Menos da metade das escolas públicas do país possuem rede de esgoto – pouco mais da metade, 57%, apresentam rede de esgoto. Acima de 20%, em média, no território nacional, não dispõem de coleta de lixo. A climatização ocorre em menos de 40% delas – percentual que sobe para 42% em solo pernambucano. E quase 5%, no país, não contam com qualquer tipo de conexão, ou sequer energia para ligar os equipamentos disponibilizados. Laboratórios de ciências e de informática, além de quadras esportivas, são outros itens estruturais em falta em várias escolas, sobretudo no ensino fundamental.
Os dados do Anuário, elaborado pelo movimento Todos Pela Educação em parceria com a Fundação Santillana e a Editora Moderna, decerto reproduzem a realidade na qual as escolas estão inseridas. Mas a indiferenciação do pano de fundo ressalta um problema de continuidade que já deveria ter sido alvo de políticas públicas duradouras, há muito tempo. Se as escolas não exibem distinção em relação ao lado de fora, e podem reproduzir, para alunas e alunos, o que seus pais não gostariam de ver reproduzido – as dificuldades vivenciadas em casa, na rua, na comunidade – é porque não foi dada prioridade à educação no investimento estrutural.

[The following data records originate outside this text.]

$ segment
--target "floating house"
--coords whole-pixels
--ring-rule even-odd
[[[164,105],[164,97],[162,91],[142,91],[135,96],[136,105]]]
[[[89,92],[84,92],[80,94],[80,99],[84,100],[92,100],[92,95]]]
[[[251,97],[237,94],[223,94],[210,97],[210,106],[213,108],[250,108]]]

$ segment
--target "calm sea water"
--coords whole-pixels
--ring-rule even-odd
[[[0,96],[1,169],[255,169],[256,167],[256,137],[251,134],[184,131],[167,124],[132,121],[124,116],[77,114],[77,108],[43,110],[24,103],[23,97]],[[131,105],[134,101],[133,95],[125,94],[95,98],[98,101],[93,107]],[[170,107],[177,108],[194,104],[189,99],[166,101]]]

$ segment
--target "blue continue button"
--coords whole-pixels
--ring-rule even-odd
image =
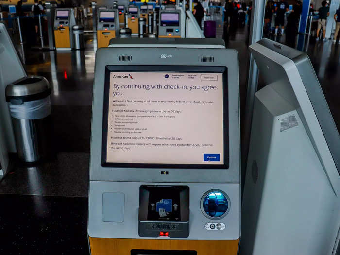
[[[220,154],[203,154],[204,161],[219,161]]]

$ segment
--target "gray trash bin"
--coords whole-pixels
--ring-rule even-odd
[[[84,48],[84,27],[82,25],[75,25],[72,27],[73,30],[74,49],[82,50]]]
[[[7,85],[8,102],[19,158],[37,161],[50,151],[51,89],[41,76],[27,76]]]

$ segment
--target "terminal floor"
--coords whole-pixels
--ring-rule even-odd
[[[221,23],[220,23],[221,25]],[[241,118],[248,52],[247,28],[231,34],[239,54]],[[218,28],[221,37],[222,28]],[[53,155],[37,165],[16,166],[0,182],[0,254],[86,254],[88,166],[94,42],[81,51],[26,49],[29,74],[46,77],[51,87]],[[306,52],[340,126],[340,47],[311,41]]]

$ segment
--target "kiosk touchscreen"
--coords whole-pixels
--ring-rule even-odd
[[[26,75],[5,24],[0,23],[0,179],[7,171],[8,153],[17,152],[5,89],[10,83]]]
[[[237,53],[153,44],[97,51],[91,254],[236,255]]]
[[[267,85],[255,94],[240,254],[338,254],[340,137],[312,64],[267,39],[249,48]]]
[[[181,11],[162,10],[159,12],[158,37],[180,38],[181,36]],[[183,31],[183,33],[185,31]]]
[[[53,29],[57,50],[70,50],[74,48],[73,26],[76,24],[71,8],[57,8],[55,11]]]
[[[107,47],[110,40],[118,35],[120,29],[118,12],[116,10],[98,11],[97,38],[98,48]]]
[[[128,27],[131,30],[133,35],[138,34],[138,19],[139,17],[139,9],[135,5],[128,8]]]
[[[118,9],[119,24],[123,25],[125,23],[125,5],[118,5]]]

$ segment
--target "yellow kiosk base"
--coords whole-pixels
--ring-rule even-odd
[[[128,18],[128,26],[131,30],[131,34],[138,34],[138,19]]]
[[[239,241],[89,238],[92,255],[131,255],[133,249],[196,251],[197,255],[236,255]]]
[[[71,48],[69,38],[69,28],[65,27],[58,30],[54,30],[55,48]]]
[[[116,38],[115,30],[97,30],[97,40],[98,48],[108,47],[110,40],[113,38]]]
[[[181,38],[180,35],[159,35],[158,38]]]

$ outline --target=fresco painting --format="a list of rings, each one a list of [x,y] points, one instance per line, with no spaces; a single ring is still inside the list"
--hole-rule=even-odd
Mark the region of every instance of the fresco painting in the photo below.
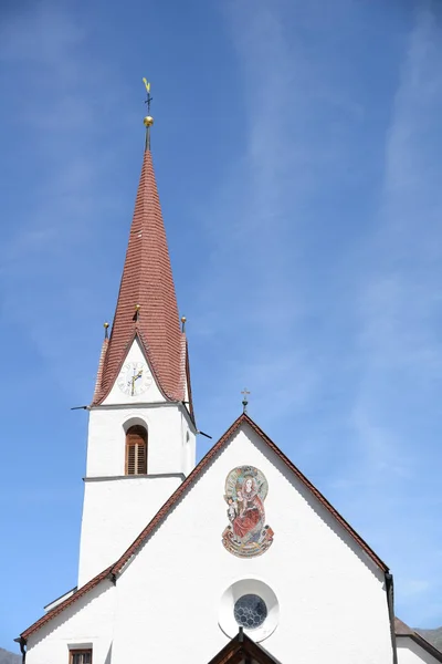
[[[230,523],[222,533],[222,543],[233,556],[253,558],[272,544],[274,532],[265,525],[267,491],[267,480],[253,466],[239,466],[229,473],[224,500]]]

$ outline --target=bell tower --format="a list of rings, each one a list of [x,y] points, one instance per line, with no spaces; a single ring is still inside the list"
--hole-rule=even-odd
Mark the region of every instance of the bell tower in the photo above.
[[[178,314],[145,85],[141,175],[90,406],[78,587],[124,552],[196,464],[186,319]]]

E assim, instaladas na areia movediça da desigualdade, as unidades escolares fazem bem menos do que poderiam fazer para a transformação social que, em última instância, são construídas. Porque não dá para desvincular a infraestrutura ausente, na entrada, dos resultados insatisfatórios, na saída, depois de anos de frequência. Essa ausência está “diretamente ligada às condições de aprendizagem dos estudantes”, recorda Gabriel Corrêa, diretor de Políticas Públicas do Todos Pela Educação. Pouco mais de um terço dos estudantes que saem dos anos iniciais do fundamental aos 12 anos, exibem aprendizagem adequada em português e matemática. Nos anos finais, até os 16 anos, o nível ideal de aprendizado dessas disciplinas não chega a 17%.
O planejamento de políticas públicas para a melhoria do aprendizado, em todos os níveis de governo, precisa levar em conta, além das questões referentes às condições de aula, aquelas que concernem à estrutura da escola. Sem a compreensão abrangente da desigualdade instalada, o ensino continuará defasado por fatores alheios à educação, mas que a prejudicam em sua aplicação diária.